Am morgigen Montag (1. April) kommt es in Berlin zu einem ganztägigen Warnstreik der BVG-Mitarbeiter.

Foto: Britta Pedersen / picture alliance / dpa

Am 1. April kommt es bei der BVG zu einem Warnstreik. Deshalb will die S-Bahn zusätzliche Züge einsetzen. Auch einige Buslinien fahren.

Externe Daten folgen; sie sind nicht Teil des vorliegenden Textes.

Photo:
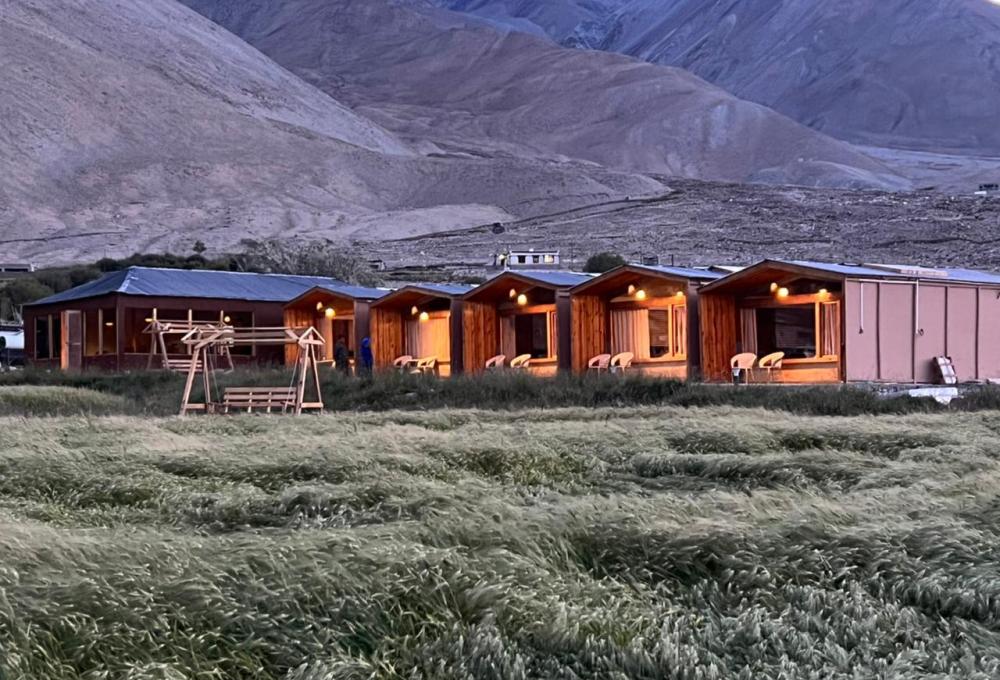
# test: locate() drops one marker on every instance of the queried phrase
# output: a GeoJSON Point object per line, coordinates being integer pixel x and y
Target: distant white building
{"type": "Point", "coordinates": [527, 258]}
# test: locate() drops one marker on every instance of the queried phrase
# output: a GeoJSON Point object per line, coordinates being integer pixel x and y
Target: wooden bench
{"type": "Point", "coordinates": [258, 398]}
{"type": "Point", "coordinates": [180, 365]}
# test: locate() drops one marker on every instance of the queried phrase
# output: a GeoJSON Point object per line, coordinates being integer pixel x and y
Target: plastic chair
{"type": "Point", "coordinates": [521, 362]}
{"type": "Point", "coordinates": [770, 363]}
{"type": "Point", "coordinates": [621, 362]}
{"type": "Point", "coordinates": [403, 362]}
{"type": "Point", "coordinates": [495, 363]}
{"type": "Point", "coordinates": [601, 362]}
{"type": "Point", "coordinates": [426, 365]}
{"type": "Point", "coordinates": [742, 362]}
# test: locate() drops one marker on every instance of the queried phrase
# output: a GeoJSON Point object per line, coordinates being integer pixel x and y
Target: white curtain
{"type": "Point", "coordinates": [431, 338]}
{"type": "Point", "coordinates": [748, 330]}
{"type": "Point", "coordinates": [630, 332]}
{"type": "Point", "coordinates": [508, 338]}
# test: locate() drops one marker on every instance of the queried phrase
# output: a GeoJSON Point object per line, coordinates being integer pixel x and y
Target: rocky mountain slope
{"type": "Point", "coordinates": [141, 125]}
{"type": "Point", "coordinates": [923, 75]}
{"type": "Point", "coordinates": [447, 84]}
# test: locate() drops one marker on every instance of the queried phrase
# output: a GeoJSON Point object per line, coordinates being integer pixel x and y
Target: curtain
{"type": "Point", "coordinates": [829, 328]}
{"type": "Point", "coordinates": [630, 332]}
{"type": "Point", "coordinates": [508, 338]}
{"type": "Point", "coordinates": [748, 330]}
{"type": "Point", "coordinates": [553, 335]}
{"type": "Point", "coordinates": [679, 345]}
{"type": "Point", "coordinates": [429, 338]}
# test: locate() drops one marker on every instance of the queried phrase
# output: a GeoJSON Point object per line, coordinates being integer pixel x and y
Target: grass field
{"type": "Point", "coordinates": [641, 542]}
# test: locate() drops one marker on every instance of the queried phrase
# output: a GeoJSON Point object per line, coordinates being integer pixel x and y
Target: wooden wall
{"type": "Point", "coordinates": [479, 334]}
{"type": "Point", "coordinates": [386, 326]}
{"type": "Point", "coordinates": [717, 319]}
{"type": "Point", "coordinates": [589, 334]}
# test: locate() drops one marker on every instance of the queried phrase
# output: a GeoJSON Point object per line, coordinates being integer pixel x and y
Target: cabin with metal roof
{"type": "Point", "coordinates": [852, 322]}
{"type": "Point", "coordinates": [522, 315]}
{"type": "Point", "coordinates": [102, 324]}
{"type": "Point", "coordinates": [420, 326]}
{"type": "Point", "coordinates": [648, 313]}
{"type": "Point", "coordinates": [338, 311]}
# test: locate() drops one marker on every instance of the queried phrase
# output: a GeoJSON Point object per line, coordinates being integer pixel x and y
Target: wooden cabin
{"type": "Point", "coordinates": [339, 311]}
{"type": "Point", "coordinates": [853, 323]}
{"type": "Point", "coordinates": [101, 324]}
{"type": "Point", "coordinates": [423, 321]}
{"type": "Point", "coordinates": [523, 313]}
{"type": "Point", "coordinates": [648, 311]}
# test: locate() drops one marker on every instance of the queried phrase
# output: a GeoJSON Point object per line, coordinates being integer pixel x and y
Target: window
{"type": "Point", "coordinates": [531, 335]}
{"type": "Point", "coordinates": [791, 330]}
{"type": "Point", "coordinates": [42, 344]}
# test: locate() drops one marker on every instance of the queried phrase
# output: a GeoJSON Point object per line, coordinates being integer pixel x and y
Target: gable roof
{"type": "Point", "coordinates": [836, 271]}
{"type": "Point", "coordinates": [204, 283]}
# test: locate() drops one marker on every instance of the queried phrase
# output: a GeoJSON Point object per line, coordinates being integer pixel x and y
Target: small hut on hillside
{"type": "Point", "coordinates": [853, 323]}
{"type": "Point", "coordinates": [421, 321]}
{"type": "Point", "coordinates": [646, 312]}
{"type": "Point", "coordinates": [339, 311]}
{"type": "Point", "coordinates": [522, 316]}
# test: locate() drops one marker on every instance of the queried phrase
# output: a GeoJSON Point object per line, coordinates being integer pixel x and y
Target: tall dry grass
{"type": "Point", "coordinates": [570, 543]}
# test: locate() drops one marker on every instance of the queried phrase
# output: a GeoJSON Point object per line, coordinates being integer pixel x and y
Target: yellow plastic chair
{"type": "Point", "coordinates": [621, 362]}
{"type": "Point", "coordinates": [495, 363]}
{"type": "Point", "coordinates": [601, 362]}
{"type": "Point", "coordinates": [771, 362]}
{"type": "Point", "coordinates": [521, 362]}
{"type": "Point", "coordinates": [743, 362]}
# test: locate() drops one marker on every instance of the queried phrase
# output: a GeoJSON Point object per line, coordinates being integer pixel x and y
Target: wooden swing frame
{"type": "Point", "coordinates": [158, 331]}
{"type": "Point", "coordinates": [204, 342]}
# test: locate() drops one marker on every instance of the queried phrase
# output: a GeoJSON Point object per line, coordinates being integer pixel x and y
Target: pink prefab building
{"type": "Point", "coordinates": [854, 323]}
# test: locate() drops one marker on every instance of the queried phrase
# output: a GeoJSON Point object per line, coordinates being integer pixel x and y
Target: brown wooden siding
{"type": "Point", "coordinates": [480, 335]}
{"type": "Point", "coordinates": [589, 336]}
{"type": "Point", "coordinates": [718, 335]}
{"type": "Point", "coordinates": [387, 336]}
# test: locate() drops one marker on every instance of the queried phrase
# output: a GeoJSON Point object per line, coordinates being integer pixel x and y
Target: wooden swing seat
{"type": "Point", "coordinates": [266, 399]}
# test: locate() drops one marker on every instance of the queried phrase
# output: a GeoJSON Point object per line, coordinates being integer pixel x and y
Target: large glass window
{"type": "Point", "coordinates": [531, 335]}
{"type": "Point", "coordinates": [791, 330]}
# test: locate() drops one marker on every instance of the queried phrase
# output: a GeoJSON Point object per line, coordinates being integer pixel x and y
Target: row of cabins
{"type": "Point", "coordinates": [834, 323]}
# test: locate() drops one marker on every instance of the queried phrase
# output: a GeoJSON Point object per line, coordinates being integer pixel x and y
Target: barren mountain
{"type": "Point", "coordinates": [923, 75]}
{"type": "Point", "coordinates": [437, 77]}
{"type": "Point", "coordinates": [142, 125]}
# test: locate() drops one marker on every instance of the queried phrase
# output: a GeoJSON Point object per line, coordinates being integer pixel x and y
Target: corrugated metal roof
{"type": "Point", "coordinates": [450, 289]}
{"type": "Point", "coordinates": [203, 283]}
{"type": "Point", "coordinates": [558, 278]}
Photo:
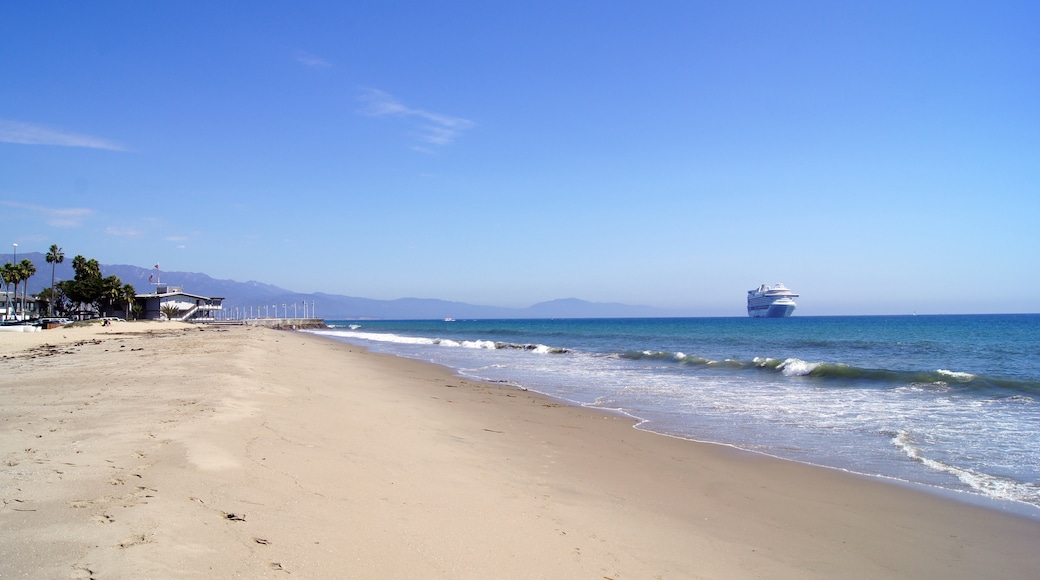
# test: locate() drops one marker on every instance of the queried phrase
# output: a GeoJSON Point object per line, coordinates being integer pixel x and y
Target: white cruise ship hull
{"type": "Point", "coordinates": [771, 301]}
{"type": "Point", "coordinates": [780, 309]}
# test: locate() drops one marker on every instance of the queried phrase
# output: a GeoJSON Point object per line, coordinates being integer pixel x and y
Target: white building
{"type": "Point", "coordinates": [190, 308]}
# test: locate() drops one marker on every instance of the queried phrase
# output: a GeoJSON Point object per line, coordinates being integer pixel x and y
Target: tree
{"type": "Point", "coordinates": [54, 257]}
{"type": "Point", "coordinates": [26, 270]}
{"type": "Point", "coordinates": [127, 294]}
{"type": "Point", "coordinates": [89, 288]}
{"type": "Point", "coordinates": [9, 277]}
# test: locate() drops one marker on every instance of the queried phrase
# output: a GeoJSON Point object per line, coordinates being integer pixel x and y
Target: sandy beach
{"type": "Point", "coordinates": [163, 450]}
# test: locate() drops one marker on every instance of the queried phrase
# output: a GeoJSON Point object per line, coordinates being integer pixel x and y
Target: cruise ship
{"type": "Point", "coordinates": [771, 301]}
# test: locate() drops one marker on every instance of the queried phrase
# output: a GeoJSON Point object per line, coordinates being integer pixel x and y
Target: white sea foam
{"type": "Point", "coordinates": [379, 337]}
{"type": "Point", "coordinates": [992, 485]}
{"type": "Point", "coordinates": [797, 367]}
{"type": "Point", "coordinates": [964, 376]}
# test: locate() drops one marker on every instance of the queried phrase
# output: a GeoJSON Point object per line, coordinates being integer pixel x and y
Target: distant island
{"type": "Point", "coordinates": [337, 307]}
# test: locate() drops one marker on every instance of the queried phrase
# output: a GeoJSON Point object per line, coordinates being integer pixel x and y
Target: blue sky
{"type": "Point", "coordinates": [880, 157]}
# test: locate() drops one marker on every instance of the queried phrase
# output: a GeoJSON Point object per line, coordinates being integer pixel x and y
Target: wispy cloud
{"type": "Point", "coordinates": [308, 59]}
{"type": "Point", "coordinates": [26, 133]}
{"type": "Point", "coordinates": [435, 129]}
{"type": "Point", "coordinates": [59, 217]}
{"type": "Point", "coordinates": [124, 232]}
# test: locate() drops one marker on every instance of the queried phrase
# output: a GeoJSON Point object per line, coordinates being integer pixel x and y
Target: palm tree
{"type": "Point", "coordinates": [27, 270]}
{"type": "Point", "coordinates": [7, 273]}
{"type": "Point", "coordinates": [127, 294]}
{"type": "Point", "coordinates": [54, 257]}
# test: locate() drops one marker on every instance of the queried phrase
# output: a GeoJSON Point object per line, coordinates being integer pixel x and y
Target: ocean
{"type": "Point", "coordinates": [952, 402]}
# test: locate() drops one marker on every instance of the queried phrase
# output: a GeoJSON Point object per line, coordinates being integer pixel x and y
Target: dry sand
{"type": "Point", "coordinates": [162, 450]}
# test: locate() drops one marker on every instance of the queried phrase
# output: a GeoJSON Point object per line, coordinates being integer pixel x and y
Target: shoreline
{"type": "Point", "coordinates": [176, 450]}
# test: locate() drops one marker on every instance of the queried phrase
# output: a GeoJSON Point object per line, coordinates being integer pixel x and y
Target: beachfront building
{"type": "Point", "coordinates": [14, 308]}
{"type": "Point", "coordinates": [173, 302]}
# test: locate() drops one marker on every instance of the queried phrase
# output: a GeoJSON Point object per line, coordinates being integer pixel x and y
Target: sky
{"type": "Point", "coordinates": [877, 157]}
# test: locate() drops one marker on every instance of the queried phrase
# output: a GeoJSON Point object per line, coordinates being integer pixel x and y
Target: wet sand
{"type": "Point", "coordinates": [170, 450]}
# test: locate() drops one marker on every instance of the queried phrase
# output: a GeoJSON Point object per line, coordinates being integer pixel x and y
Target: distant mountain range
{"type": "Point", "coordinates": [335, 307]}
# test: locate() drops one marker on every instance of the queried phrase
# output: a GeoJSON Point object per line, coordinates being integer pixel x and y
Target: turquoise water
{"type": "Point", "coordinates": [947, 401]}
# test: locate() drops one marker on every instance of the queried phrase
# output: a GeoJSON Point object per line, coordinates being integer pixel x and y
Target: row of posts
{"type": "Point", "coordinates": [264, 311]}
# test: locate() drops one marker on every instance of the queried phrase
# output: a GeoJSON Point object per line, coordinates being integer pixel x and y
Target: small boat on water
{"type": "Point", "coordinates": [771, 301]}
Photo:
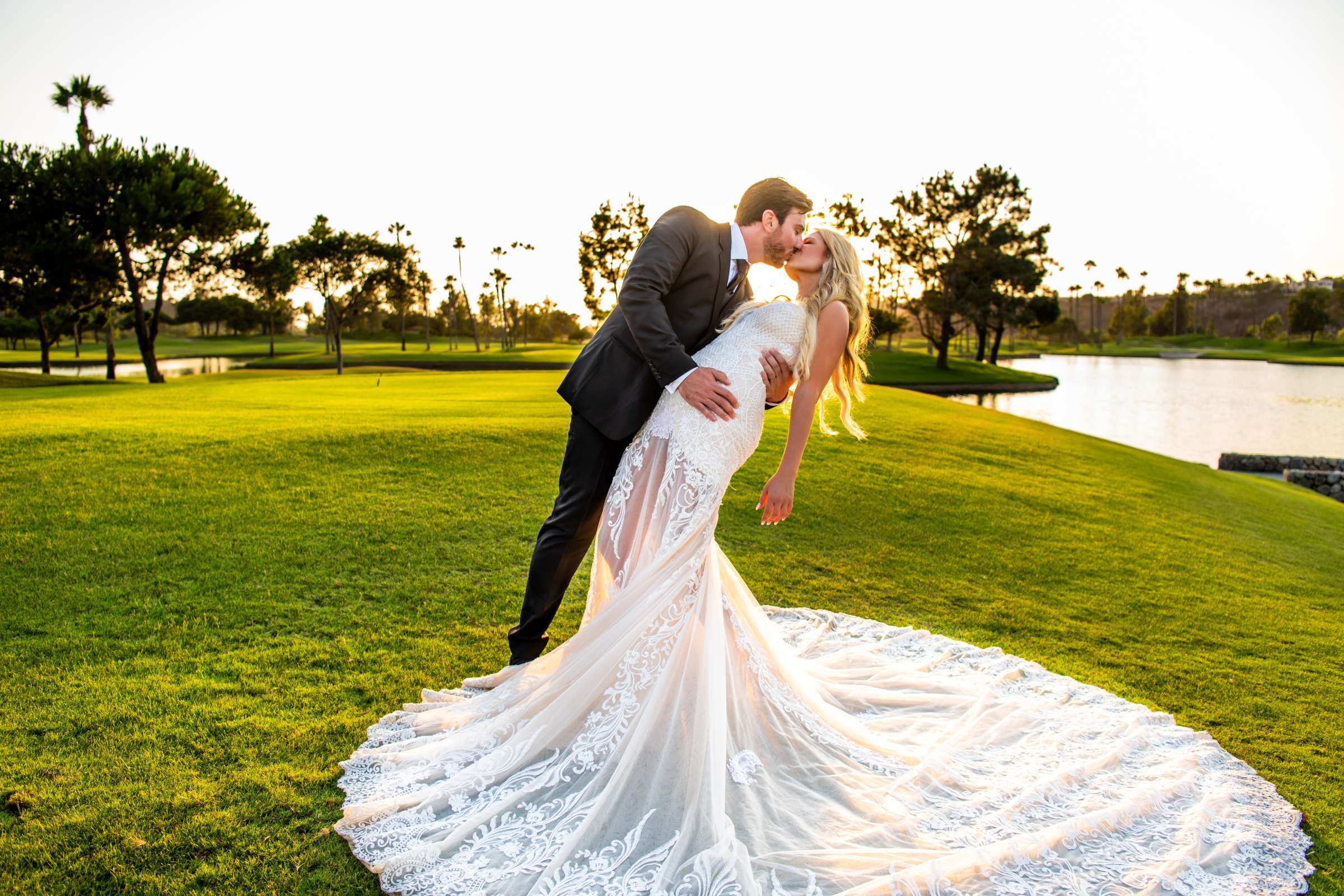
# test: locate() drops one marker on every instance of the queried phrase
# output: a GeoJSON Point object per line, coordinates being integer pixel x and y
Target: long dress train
{"type": "Point", "coordinates": [689, 740]}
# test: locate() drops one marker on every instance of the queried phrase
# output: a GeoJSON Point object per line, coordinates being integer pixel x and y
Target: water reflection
{"type": "Point", "coordinates": [167, 366]}
{"type": "Point", "coordinates": [1187, 409]}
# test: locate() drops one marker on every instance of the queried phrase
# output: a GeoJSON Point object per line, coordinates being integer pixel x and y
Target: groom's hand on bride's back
{"type": "Point", "coordinates": [706, 390]}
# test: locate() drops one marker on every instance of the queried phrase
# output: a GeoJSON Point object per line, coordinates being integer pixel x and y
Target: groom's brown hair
{"type": "Point", "coordinates": [774, 194]}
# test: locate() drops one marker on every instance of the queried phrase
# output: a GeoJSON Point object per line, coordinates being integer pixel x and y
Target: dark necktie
{"type": "Point", "coordinates": [738, 276]}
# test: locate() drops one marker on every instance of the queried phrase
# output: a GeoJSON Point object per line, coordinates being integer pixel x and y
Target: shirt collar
{"type": "Point", "coordinates": [738, 248]}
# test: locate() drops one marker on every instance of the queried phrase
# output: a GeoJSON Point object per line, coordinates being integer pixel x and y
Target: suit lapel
{"type": "Point", "coordinates": [721, 296]}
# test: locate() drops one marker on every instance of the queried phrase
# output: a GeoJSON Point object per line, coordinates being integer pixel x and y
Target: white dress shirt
{"type": "Point", "coordinates": [737, 250]}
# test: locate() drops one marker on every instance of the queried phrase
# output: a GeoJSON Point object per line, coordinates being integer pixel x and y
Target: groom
{"type": "Point", "coordinates": [684, 278]}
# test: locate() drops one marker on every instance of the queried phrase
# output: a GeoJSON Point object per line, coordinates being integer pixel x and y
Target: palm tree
{"type": "Point", "coordinates": [1076, 289]}
{"type": "Point", "coordinates": [476, 334]}
{"type": "Point", "coordinates": [1180, 288]}
{"type": "Point", "coordinates": [398, 228]}
{"type": "Point", "coordinates": [84, 92]}
{"type": "Point", "coordinates": [1097, 288]}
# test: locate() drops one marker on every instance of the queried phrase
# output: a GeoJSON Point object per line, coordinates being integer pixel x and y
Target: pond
{"type": "Point", "coordinates": [167, 366]}
{"type": "Point", "coordinates": [1188, 409]}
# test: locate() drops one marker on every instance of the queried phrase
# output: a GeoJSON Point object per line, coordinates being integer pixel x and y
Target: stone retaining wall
{"type": "Point", "coordinates": [1324, 474]}
{"type": "Point", "coordinates": [1328, 484]}
{"type": "Point", "coordinates": [1277, 463]}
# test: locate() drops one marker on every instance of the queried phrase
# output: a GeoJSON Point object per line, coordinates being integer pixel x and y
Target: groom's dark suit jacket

Berlin.  Bei den Berliner Verkehrsbetrieben (BVG) kommt es am morgigen Montag (1. April) zu einem weiteren Warnstreik. Die Gewerkschaft Verdi rief am Donnerstag sämtliche Beschäftigte auf, ganztägig die Arbeit niederzulegen. Damit dürften weder U-Bahnen noch Straßenbahnen sowie nur wenige Busse fahren. Die S-Bahn ist nicht betroffen. Der Streik startet am Montag mit Betriebsbeginn.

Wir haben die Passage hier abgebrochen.